2. The apparatus according to claim 1, wherein, The inner surface of the housing is configured to focus the shock wave onto a predetermined location on the surface of the eye or a predetermined location below the surface of the eye.

3. The apparatus of claim 1 or 2, further comprising a reflector disposed within the housing and configured to focus the shock wave onto a predetermined location on the surface of the eye or a predetermined location below the surface of the eye.

4. The apparatus of claim 1 or 2, further comprising one or more wires coupled to the first electrode or the second electrode and configured to provide energy to the first electrode or the second electrode.

5. The apparatus according to claim 1 or 2, wherein, The first electrode and the second electrode include a first end of a first wire and a second end of a second wire.

6. The apparatus according to claim 1 or 2, wherein, The fluid includes salt water or water.

7. The apparatus according to claim 1 or 2, wherein, The first and second electrodes are coated with graphene to reduce corrosion during the use of shock waves.

8. The apparatus according to claim 1 or 2, wherein, The shell is elliptical.

9. The apparatus according to claim 1 or 2, wherein, The housing also includes a fluid-filled waveguide disposed between the fluid-filled chamber and the eye contact surface and configured to be fluidly connected to the fluid-filled chamber and the eye contact surface.

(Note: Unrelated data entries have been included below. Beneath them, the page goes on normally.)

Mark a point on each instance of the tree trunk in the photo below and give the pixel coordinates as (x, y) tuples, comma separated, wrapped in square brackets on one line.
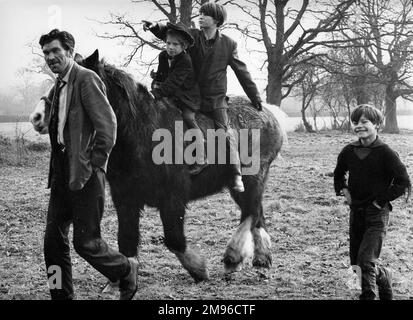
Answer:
[(390, 124), (274, 92), (185, 10), (307, 125)]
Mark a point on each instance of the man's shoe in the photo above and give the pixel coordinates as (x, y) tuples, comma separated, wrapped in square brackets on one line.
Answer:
[(384, 283), (238, 184), (128, 285)]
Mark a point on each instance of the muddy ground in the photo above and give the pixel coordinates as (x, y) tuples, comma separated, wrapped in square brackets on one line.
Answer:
[(308, 225)]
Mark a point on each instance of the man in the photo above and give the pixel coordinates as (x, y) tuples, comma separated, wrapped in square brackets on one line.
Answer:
[(211, 54), (82, 131)]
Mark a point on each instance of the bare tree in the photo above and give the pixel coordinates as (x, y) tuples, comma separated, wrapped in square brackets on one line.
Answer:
[(288, 34), (130, 31), (385, 32), (306, 91)]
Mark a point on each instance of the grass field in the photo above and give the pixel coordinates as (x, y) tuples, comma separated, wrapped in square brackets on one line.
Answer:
[(308, 225)]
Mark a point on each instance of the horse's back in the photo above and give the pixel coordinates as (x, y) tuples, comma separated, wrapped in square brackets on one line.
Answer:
[(244, 116)]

10. The apparatus of claim 1 or 2, further comprising an acoustic lens disposed within the housing and configured to focus the shock wave onto one or more predetermined locations on the surface of the eye or below the surface of the eye.

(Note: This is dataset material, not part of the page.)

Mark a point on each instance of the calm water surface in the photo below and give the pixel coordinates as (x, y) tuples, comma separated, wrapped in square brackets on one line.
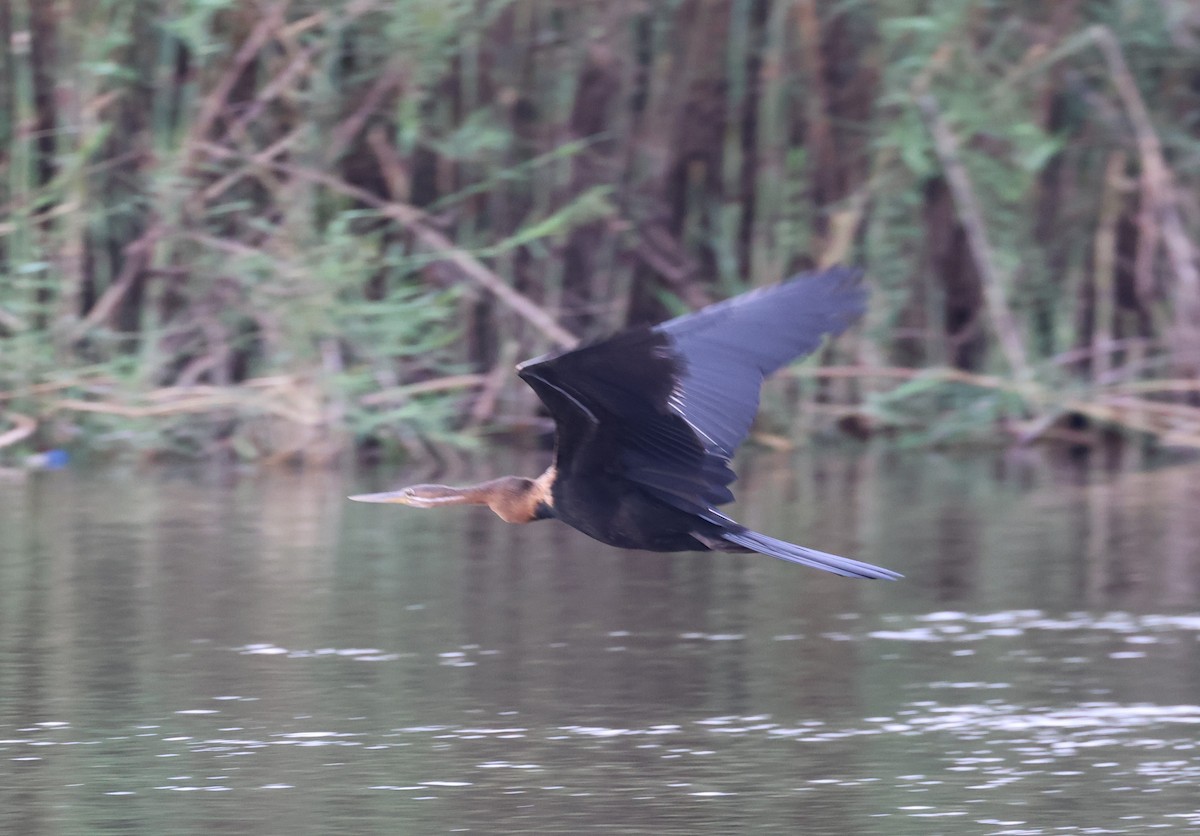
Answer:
[(220, 651)]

11. The apparatus according to claim 1, wherein, The conductivity sensor includes a pair of platinum electrodes.

12. The apparatus of claim 1 or 2, wherein the apparatus includes a light source disposed at least partially within the fluid-filled chamber and configured to emit light toward the surface of the eye.

13. A system for treating an eye, the system comprising: The apparatus according to any one of claims 1 to 12; as well as An energy source is operatively connected to the first electrode and the second electrode via one or more wires.

14. The system according to claim 13, wherein, The first electrode is connected to the positive terminal of the energy source and the second electrode is connected to the negative terminal of the energy source.

15. The system according to claim 13 or 14, wherein, The energy source includes a high-voltage pulse generator.

16. The system of claim 13 or 14, further comprising a current sensor coupled to the first electrode or the second electrode, the current sensor being configured to determine the current level flowing to the first electrode or the second electrode.

17. The system of claim 13 or 14, further comprising a conductivity sensor fluidly coupled to the fluid outlet and configured to measure the conductivity of the fluid as the fluid flows out of the fluid outlet.

18. The system of claim 13 or 14, further comprising a fluid recirculation system fluidly connected to the fluid outlet and the fluid inlet and configured to recirculate fluid from the fluid-filled chamber and remove cavitation bubbles from the fluid.

19. The system of claim 13 or 14, further comprising a storage device disposed on or below the eye contact surface.

20. The system according to claim 19, wherein, The storage container contains oxygen.

21. The system according to claim 19, wherein, The storage device contains riboflavin.

22. The system according to claim 19, wherein, The storage device contains a therapeutic agent.